Два окна на Арбат - Александр Алексеевич Суконцев
А вот все эти «стиляги», «пижоны» и «фраеры» — это же просто стихийное бедствие на кукушкинскую голову. Сопляк, можно сказать, паршивый, в революции не участвовал, в Великой Отечественной пороху не нюхал, а послушай, как рассуждает.
— Вы трудности оставьте при себе, а мне сшейте такой костюм, какой я заказал. Не умеете — не беритесь.
— Примем меры, — говорил Аркадий Степанович. — Бортовка не та поступает. Докладываем наверх.
— Товарищ начальник, — нахально-спокойно отвечал на это зеленый стиляга, — верх здесь ни при чем. Мне нужен костюм. Когда прийти?
Больше того — чуть что, эти сопляки сразу ссылаются на загнивающие капстраны:
— Почему там могут, а у нас нет?
А попробуй с ними поспорить. Как-то Кукушкин одному отрезал:
— Капиталисты нам не указ.
— А вы поезжайте в Болгарию, в Польшу, — спокойно и нахально сказал этот щенок, — там не капиталисты, а в сервисе толк понимают.
И, чтобы окончательно добить Кукушкина, прибавил:
— А у капиталистов хорошему тоже учиться не грех.
— Кто это вам сказал?
— Ленин.
Вот так и опростоволосился Аркадий Степанович. Благо, никто, кроме секретарши, этого не слыхал.
Так что с этими зелеными ухо держи востро. Им теперь не скажешь: «Забыли, понимаешь, как отцы-деды в голоде, в холоде…»

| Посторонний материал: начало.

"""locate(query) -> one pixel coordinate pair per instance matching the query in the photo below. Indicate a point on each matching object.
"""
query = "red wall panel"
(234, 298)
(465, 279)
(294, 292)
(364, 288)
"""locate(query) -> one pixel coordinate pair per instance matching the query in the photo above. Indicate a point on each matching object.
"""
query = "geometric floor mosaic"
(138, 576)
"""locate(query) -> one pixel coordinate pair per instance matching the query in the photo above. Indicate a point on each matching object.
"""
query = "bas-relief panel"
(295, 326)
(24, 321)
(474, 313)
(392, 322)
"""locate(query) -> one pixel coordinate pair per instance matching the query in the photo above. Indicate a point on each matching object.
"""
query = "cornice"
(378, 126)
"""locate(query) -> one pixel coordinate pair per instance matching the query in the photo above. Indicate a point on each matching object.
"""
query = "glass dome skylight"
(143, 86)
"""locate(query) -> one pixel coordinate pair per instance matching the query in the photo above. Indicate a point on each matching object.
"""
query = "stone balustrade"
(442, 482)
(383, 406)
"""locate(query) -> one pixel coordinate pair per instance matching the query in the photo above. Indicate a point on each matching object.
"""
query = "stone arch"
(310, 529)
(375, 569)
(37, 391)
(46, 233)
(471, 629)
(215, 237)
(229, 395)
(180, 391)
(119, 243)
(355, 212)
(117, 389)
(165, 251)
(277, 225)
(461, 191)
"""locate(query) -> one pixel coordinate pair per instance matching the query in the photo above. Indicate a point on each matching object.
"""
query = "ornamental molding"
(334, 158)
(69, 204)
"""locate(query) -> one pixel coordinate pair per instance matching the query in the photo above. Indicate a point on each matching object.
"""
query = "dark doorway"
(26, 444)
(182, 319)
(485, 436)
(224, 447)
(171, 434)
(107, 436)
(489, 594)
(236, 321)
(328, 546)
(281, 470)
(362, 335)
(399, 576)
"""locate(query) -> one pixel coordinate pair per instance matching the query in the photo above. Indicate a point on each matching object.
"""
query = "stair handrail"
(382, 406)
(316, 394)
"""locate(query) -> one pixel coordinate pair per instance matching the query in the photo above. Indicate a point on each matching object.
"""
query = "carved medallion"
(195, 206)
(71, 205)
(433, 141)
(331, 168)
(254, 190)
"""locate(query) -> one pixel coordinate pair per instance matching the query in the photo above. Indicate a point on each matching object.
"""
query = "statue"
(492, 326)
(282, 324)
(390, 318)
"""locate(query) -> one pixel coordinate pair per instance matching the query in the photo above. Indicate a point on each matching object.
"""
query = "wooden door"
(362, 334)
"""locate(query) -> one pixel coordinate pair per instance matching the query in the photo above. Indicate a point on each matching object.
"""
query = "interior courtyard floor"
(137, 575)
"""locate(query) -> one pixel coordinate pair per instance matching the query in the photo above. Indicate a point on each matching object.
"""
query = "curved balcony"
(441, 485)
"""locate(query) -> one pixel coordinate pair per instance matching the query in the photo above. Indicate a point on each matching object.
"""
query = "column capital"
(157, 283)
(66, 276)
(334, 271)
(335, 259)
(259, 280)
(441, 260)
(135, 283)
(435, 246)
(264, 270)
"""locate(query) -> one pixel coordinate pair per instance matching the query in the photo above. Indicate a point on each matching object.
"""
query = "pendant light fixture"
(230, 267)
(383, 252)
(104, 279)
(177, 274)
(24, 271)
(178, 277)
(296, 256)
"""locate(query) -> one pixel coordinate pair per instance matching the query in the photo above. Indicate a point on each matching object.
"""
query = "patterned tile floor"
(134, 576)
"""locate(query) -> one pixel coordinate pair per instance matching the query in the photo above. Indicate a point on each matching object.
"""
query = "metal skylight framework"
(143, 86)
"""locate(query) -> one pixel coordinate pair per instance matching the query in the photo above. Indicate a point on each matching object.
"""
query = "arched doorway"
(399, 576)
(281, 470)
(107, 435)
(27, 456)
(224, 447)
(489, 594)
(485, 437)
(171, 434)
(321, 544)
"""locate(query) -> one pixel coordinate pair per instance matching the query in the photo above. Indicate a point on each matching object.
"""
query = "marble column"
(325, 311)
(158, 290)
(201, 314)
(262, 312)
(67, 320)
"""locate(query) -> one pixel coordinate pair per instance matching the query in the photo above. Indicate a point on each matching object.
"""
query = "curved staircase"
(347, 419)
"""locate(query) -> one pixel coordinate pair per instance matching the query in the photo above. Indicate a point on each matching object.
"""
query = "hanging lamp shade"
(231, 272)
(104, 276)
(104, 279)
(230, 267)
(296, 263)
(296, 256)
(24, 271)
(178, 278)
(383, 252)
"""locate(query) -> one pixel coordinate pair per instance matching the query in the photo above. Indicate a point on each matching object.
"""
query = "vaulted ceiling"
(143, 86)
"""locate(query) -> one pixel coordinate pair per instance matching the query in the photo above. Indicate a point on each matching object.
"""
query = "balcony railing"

Они этого просто и не знали. И ответ на это у них всегда готов:
— Демагогия, товарищ начальник.
Вот что оно такое, этот стервис, будь он трижды проклят, ни дня, ни ночи покоя нет, и «Москвичу» по вызову не обрадуешься — так за день намотают. И что было самым непосильным для Аркадия Степановича — это улыбаться и называть стиляг такими словами, как «дорогой» и «уважаемый».
Самое главное — не довести клиента до зловещего обещания: «Я этого так не оставлю» или, что еще хуже: «Об этом фельетон надо писать».

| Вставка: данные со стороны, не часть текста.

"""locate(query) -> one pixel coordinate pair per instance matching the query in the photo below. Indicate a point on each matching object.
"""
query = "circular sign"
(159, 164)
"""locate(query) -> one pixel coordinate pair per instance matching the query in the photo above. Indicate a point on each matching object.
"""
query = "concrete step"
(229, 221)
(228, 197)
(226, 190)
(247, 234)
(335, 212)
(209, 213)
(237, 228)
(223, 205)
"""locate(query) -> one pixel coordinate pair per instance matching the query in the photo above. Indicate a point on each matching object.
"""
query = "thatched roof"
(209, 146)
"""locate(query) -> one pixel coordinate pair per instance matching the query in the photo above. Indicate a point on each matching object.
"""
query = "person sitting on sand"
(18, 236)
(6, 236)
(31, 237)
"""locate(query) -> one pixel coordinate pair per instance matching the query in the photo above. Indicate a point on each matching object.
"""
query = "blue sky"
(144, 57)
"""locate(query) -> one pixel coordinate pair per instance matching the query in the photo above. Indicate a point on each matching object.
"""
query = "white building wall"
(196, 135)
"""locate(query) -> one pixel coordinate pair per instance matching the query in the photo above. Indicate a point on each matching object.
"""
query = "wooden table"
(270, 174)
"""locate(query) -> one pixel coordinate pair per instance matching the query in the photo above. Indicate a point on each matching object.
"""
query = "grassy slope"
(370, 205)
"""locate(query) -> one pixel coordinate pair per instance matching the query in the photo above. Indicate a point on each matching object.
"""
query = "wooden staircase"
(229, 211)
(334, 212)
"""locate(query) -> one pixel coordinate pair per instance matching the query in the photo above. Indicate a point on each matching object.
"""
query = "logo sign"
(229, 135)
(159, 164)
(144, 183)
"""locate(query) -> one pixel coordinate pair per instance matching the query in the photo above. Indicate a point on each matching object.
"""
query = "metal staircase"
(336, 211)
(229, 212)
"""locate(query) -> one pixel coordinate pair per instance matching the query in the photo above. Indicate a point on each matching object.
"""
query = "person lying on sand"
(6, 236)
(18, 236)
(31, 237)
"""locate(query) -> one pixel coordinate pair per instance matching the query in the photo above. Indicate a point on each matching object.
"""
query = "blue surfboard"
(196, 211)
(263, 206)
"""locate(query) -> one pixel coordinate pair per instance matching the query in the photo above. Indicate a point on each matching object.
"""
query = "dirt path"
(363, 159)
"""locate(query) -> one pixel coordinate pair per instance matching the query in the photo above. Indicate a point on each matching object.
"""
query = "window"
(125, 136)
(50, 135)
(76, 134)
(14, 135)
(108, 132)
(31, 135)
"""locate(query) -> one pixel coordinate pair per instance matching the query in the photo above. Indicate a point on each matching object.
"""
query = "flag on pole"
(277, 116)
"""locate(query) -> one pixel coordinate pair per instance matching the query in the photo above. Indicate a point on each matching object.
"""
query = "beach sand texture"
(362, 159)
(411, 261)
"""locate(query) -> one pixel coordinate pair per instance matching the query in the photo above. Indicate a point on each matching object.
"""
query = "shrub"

Фельетонов в своей жизни Аркадий Степанович читал немало. Некоторые из них были посвящены ему персонально. Или за компанию. Но ни в том, ни в другом случае для него лично ничего хорошего потом не происходило.
И газеты теперь тоже не то что раньше. Мало того, что помещают фельетоны своих сотрудников, так еще новую моду взяли — «фельетоны наших читателей» чуть не каждый день шпарят. Это так каждый, кому не лень, про тебя — фельетон. Все стали грамотные.
— Клиент пошел не тот, — жаловался Кукушкин «своему» инструктору в исполкоме, — капризный нынче клиент. Не угодишь ему никак.
На что инструктор давал исчерпывающие разъяснения и конкретные указания:
— А ты что же думал, товарищ Кукушкин, жизнь идет вперед. Благосостояние трудящихся растет. И потребности, стало быть, растут. Вот и удовлетворяй. Мы тебе доверили.
— Это я понимаю, — говорил Кукушкин, — а мастеров где я возьму? И мастер не тот пошел. Идет ко мне в бытовое обслуживание та же самая мошкара зеленая. Мастерства, сноровки ни к чему нету, а гонору хоть отбавляй.
— Кадры надо растить, Кукушкин, — наставлял инструктор, — ну, и воспитывать.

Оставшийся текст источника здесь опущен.